事前に各組織の「活動の現状、取組、特色」「成果、課題、今後の展望」を記した報告書が提出されており、それらに目を通して参加するように担当者から連絡があった。
報告書に見える記述で一つは公立と自主夜間中学の連携が進んでいるところとして、名古屋の「はじめの一歩教室」となごやか夜間中学。札幌遠友塾と星友館夜間中学。いいあす京都と洛友夜間中学。北九州の自主夜間中学とひまわり夜間中学。自主夜間中学福岡よみかき教室と福岡きぼう夜間中学に記述があった。
札幌遠友塾から5名のスタッフが学習サポ-ターとして、1名が非常勤講師として星友館に参加している。星友館夜間中学の学校運営協議会の構成員として遠友塾代表や「つくる会」代表らに加え2名の生徒代表幹事が学校運営に参画している。
二つ目に自主夜間中学の財政の課題が記述されていた。会場使用料の捻出からボランティアで参加するスッタフの交通費も捻出できない状態が課題だと。その中で全国交流集会への交通費、宿泊費、参加費など大きな負担になったと思う。三つ目に自主夜間中学の取り組みを継承し託していく後継者が見つからないことをあげられていた。
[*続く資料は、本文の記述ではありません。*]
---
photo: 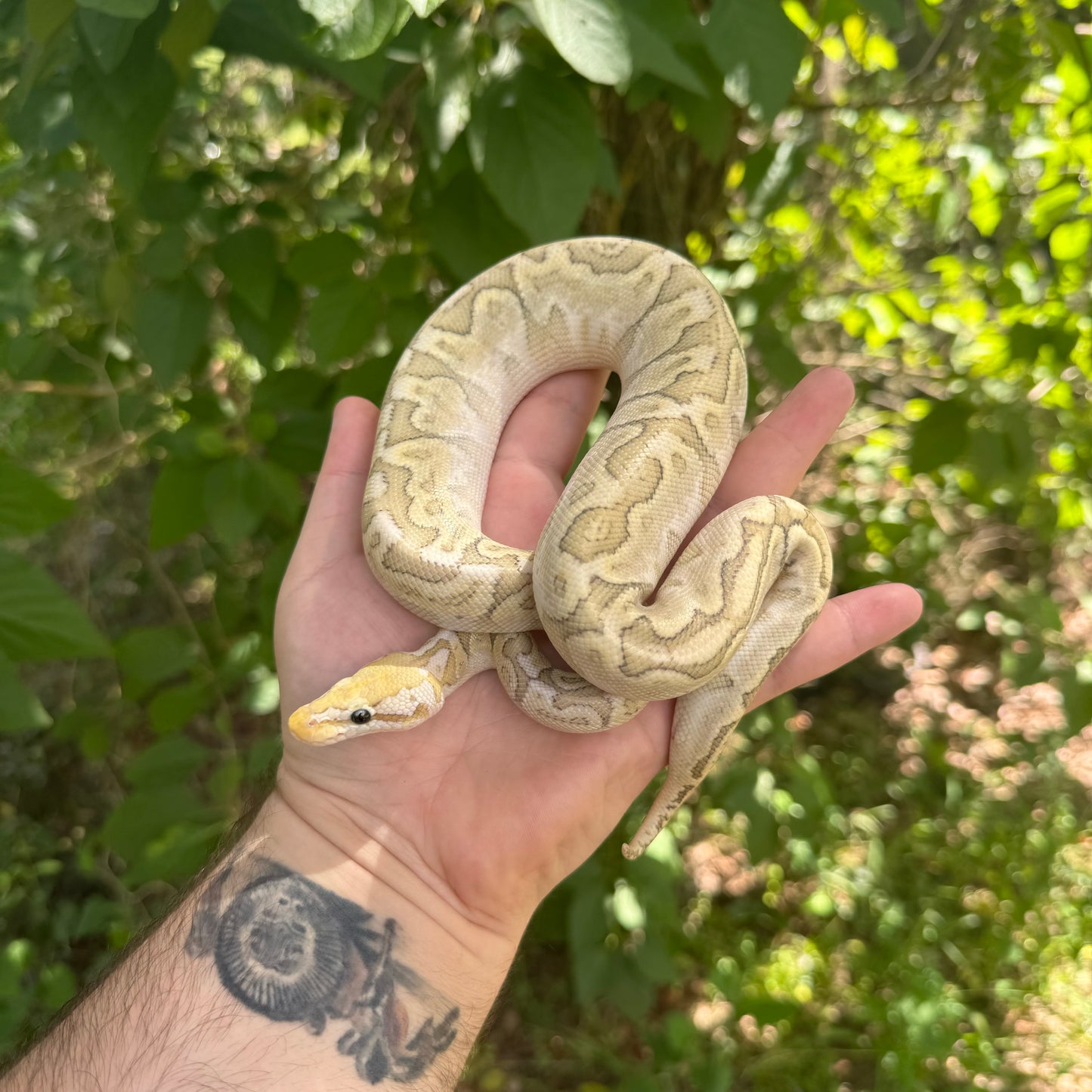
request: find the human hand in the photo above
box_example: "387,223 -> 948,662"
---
275,369 -> 920,938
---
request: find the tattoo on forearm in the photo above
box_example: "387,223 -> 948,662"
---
186,856 -> 459,1084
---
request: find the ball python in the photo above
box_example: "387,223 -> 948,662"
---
288,237 -> 831,858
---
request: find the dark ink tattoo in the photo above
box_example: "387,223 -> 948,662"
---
186,856 -> 459,1084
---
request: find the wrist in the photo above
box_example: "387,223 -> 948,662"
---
259,768 -> 530,987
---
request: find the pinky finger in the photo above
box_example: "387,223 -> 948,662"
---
749,584 -> 922,709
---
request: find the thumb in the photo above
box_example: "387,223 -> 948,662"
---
294,398 -> 379,571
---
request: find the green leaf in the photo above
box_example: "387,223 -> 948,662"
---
251,368 -> 329,412
26,0 -> 76,45
159,0 -> 221,82
133,277 -> 212,387
702,0 -> 807,121
417,170 -> 528,282
532,0 -> 633,84
204,456 -> 268,546
72,51 -> 175,192
284,231 -> 363,288
101,784 -> 215,863
1050,218 -> 1092,262
140,224 -> 189,280
227,277 -> 299,365
76,8 -> 140,72
910,398 -> 971,474
147,462 -> 208,549
125,735 -> 213,788
140,177 -> 201,221
216,226 -> 277,320
147,682 -> 211,736
859,0 -> 906,30
307,277 -> 379,365
623,0 -> 707,94
0,653 -> 52,733
113,626 -> 198,700
0,550 -> 110,660
0,456 -> 72,538
76,0 -> 159,19
475,68 -> 599,243
299,0 -> 410,61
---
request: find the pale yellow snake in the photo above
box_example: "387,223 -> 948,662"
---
289,238 -> 831,857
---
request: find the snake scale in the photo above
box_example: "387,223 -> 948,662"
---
289,237 -> 831,858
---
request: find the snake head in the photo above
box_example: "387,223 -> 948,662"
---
288,660 -> 444,744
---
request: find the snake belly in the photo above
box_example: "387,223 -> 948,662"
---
303,237 -> 831,857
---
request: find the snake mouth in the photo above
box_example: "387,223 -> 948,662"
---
288,705 -> 348,747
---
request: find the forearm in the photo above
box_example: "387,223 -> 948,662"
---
0,794 -> 515,1092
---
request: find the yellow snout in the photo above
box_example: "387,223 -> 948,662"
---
288,660 -> 444,744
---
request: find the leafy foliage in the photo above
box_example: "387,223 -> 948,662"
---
0,0 -> 1092,1092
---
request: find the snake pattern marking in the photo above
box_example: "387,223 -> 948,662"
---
289,237 -> 831,858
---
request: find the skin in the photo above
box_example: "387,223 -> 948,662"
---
0,370 -> 920,1092
275,368 -> 922,937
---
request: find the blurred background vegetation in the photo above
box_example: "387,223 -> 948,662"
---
0,0 -> 1092,1092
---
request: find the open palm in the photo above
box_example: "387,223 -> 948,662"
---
275,369 -> 920,922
関西世話人の石打さんから主題提起の初めに、お亡くなりになった3人に黙とうを全員で行った。近畿夜間中学校生徒会連合会の会長、副会長をされ天王寺・文の里夜間中学統廃合反対運動の先頭に立たれていた「学ぶことは権利、基本的人権だ。教育難民をつくるな」と主張し東奔西走された門脇勝さん(東大阪意岐部夜間中学)。「この学校が好き、ここで安心して学びたい。大阪市の夜中廃止計画は筋が通っていません」と畑芳孝さん。そして髙野雅夫さんだ。全国交流集会に参加いただいた方々を次々と失ってしまった。

髙野さんの公の場の最後の発言で「・・・世界に誇る夜間中学をつぶしてはならない。必ず日本の歴史を切り拓いていく、天王寺中学の出発の原点はここにあると思います。夜間中学の原点は、この天王寺夜間中学にあるのです。必ず守ってください。2年後に新築される校舎の中に、必ず天王寺夜間中学の歴史を、証拠を、証言を残しておいてほしい」と想いを述べられている。全国から100人が集まる、夜間中学増設運動全国交流集会が開催できるのも、1969年の夜間中学開設の市民運動により生まれた、大阪市立天王寺夜間中学の開校に源があるのだ。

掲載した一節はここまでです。